Here are the pros and cons to consider:
The true cost of your mortgage is actually less than 5.125% because the interest is tax deductible. But that's a shrinking advantage. You'll get less and less of a tax deduction over the next eight years, says Christine Fahlund, senior financial planner at T. Rowe Price, because the closer you get to paying off the mortgage, the less interest there is in each mortgage payment.
And of course, you'd like to be mortgage-free when you retire.
All in all, paying off the mortgage early is a very attractive idea.
But if you use a discounted Social Security benefit to do it, says Fahlund, you'll be meeting a short-term problem (4 to 8 years of mortgage payments) with a long-term solution (20 to 30 years of Social Security payments).
There's a steep discount for taking Social Security at 64 instead of 66. For every $1,000 in monthly benefits you'd get at age 66, you'll get $866 at age 64, points out Eleanor Blayney, a financial planner who is also the consumer advocate for the Certified Financial Planner Board of Standards. Simple math suggests that taking Social Security at age 64 would cost you more than you'll save by paying off the mortgage four years early: a 6% annual discount in benefits in exchange for saving 5.125% a year on your mortgage.
Blayney did a quick spreadsheet calculation and found you'd save $10,660 over the next eight years with your plan to take early Social Security and pay off the mortgage early.

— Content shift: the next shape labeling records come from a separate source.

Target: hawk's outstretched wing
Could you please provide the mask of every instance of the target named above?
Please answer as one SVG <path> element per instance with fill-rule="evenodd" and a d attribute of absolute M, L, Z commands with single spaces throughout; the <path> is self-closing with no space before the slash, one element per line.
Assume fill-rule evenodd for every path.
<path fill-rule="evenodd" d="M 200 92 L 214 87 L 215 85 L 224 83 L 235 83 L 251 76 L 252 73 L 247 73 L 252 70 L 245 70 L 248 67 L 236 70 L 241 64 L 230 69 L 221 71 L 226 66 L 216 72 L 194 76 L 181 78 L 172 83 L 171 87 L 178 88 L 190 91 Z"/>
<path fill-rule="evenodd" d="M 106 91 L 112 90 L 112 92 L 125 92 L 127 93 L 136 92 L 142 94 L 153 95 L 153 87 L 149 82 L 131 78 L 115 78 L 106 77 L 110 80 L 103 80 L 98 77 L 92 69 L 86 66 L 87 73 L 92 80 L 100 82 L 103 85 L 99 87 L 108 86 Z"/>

By Year Eight, you'd have sacrificed about $6,190 in Social Security benefits. But of course, the Social Security discount doesn't stop after eight years: When you take a benefit early, it's forever smaller than if you'd waited. If you delay taking Social Security instead, it would take you only about three more years to break even, Blayney says. "So as long as you're healthy and planning to live more than eleven years, I would recommend the delay strategy."

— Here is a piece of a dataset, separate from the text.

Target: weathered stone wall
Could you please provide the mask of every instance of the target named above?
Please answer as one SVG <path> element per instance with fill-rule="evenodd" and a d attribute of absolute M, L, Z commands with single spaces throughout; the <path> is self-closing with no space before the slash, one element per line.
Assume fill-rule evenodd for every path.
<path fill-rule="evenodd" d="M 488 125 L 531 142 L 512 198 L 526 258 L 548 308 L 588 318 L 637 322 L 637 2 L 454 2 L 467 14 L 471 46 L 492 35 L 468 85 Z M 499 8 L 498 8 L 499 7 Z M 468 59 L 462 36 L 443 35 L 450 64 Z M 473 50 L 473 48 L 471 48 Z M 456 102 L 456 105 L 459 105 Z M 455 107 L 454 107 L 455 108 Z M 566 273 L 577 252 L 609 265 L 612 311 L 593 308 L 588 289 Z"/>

On the other hand, both advisers acknowledge that there's a great psychological benefit in not having a mortgage in retirement. Only you can weigh what those four extra mortgage-free years would mean to you.

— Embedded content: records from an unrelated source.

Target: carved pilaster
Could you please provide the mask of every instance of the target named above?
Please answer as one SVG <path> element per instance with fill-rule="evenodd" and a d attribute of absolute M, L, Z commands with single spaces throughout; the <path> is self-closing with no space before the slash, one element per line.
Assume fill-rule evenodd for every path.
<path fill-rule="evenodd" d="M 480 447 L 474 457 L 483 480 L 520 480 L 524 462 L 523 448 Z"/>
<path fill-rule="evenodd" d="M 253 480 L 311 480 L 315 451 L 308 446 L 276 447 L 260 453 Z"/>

Here's an alternative you may want to consider:
If you wait two years, at age 66 you'll have the option of applying only for your spousal benefit. (You don't get that option when you're younger.) And at 66, you'd get the maximum spousal benefit: 50% of your husband's benefit. You could use that towards paying down the mortgage, while letting your own benefit keep growing. There's a big reward for that extra delay: You get an 8% annual bonus for each year you postpone taking your benefit between ages 66 and 70. That bonus permanently increases your benefit, just as a discount permanently reduces it.
Another advantage of this alternative is that at 66 you'd receive your maximum spousal benefit regardless of how much you earn every year. You intend to keep working -- and one drawback of taking Social Security at 64 is that you forfeit $1 of benefit for every two dollars you earn above $14,160. This annual limit changes every year, but it applies only as long as you're under your full retirement age. After that, your benefit isn't reduced no matter how much you earn.